Saturday was so-called Earth Hour, a publicity stunt created by the World Wildlife Fund where enthusiasts were supposed to stop using electricity for an hour. Only a rich, luxuriant society would fetishize poverty and want. Japan is still rebuilding; there are still parts of that country where electricity is not back on. They are in a permanent state of Earth Hour deprivation — not as some fashion statement but because of a tragedy. How is that state of despair a morally commendable situation?

It was human development, industry, capitalism, electricity — and in Japan’s case, safe nuclear power — that has made the difference between their more modest death toll and the 230,000 who died in Indonesia’s earthquake and tsunami in 2004, or the 220,000 who died last year in Haiti. Haiti’s earthquake was less than 1% as powerful; it was their lack of industrial development that made it so deadly.

Is that really the state of affairs we want to be worshipped on Earth Day? For centuries, guilty, rich, white liberals have professed their admiration for the “noble savage” — an unspoiled man, typically in a pre-industrial civilization, not yet spoiled by our modern ways or troubles.

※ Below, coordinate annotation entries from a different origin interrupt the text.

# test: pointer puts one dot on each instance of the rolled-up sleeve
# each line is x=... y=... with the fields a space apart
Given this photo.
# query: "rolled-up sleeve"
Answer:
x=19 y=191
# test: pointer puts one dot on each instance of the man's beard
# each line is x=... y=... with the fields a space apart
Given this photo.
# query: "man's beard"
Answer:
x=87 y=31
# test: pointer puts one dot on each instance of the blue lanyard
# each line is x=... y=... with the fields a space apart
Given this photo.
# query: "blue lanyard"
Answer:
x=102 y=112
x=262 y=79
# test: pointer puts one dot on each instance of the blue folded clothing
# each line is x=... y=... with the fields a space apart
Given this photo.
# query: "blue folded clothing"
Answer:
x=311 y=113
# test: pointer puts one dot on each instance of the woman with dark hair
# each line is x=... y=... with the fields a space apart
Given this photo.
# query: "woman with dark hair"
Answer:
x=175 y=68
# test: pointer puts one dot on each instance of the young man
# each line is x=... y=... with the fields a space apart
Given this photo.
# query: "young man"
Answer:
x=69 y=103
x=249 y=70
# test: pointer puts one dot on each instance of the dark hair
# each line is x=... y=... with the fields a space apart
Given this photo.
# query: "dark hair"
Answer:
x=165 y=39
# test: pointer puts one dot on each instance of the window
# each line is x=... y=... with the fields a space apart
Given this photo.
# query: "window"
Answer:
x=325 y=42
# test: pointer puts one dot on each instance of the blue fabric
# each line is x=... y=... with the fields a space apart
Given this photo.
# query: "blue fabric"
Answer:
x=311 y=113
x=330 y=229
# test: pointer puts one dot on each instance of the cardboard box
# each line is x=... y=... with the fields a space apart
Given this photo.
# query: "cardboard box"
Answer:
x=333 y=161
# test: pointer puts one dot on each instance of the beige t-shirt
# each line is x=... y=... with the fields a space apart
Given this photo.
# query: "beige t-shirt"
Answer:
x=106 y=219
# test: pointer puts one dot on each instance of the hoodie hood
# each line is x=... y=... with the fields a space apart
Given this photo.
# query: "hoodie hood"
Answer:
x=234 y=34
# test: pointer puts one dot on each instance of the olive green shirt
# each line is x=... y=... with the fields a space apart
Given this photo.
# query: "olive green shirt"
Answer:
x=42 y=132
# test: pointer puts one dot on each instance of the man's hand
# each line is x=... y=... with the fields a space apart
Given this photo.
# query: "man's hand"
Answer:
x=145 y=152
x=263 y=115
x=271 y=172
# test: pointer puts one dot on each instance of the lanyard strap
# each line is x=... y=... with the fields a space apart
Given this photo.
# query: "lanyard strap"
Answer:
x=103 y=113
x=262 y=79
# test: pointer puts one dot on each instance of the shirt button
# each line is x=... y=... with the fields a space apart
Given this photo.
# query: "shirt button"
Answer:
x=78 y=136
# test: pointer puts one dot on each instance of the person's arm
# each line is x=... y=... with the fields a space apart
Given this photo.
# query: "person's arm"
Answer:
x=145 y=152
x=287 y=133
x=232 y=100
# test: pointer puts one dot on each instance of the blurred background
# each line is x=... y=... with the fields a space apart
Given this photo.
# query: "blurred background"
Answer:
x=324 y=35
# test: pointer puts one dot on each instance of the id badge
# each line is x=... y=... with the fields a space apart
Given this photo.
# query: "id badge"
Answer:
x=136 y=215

It’s a fantasy, it’s condescending, it’s political psychotherapy for the idle rich who feel guilty about how easy their own lives are, and who are clearly looking for some spiritual meaning they themselves lack. But in a world where there are enough natural threats to man’s happiness and longevity, fetishizing primitive economies is a suicidal fetish.

Japan will rise again — over the objections of those who would sentence it to a nuclear-free, industry-free, permanent Earth Day.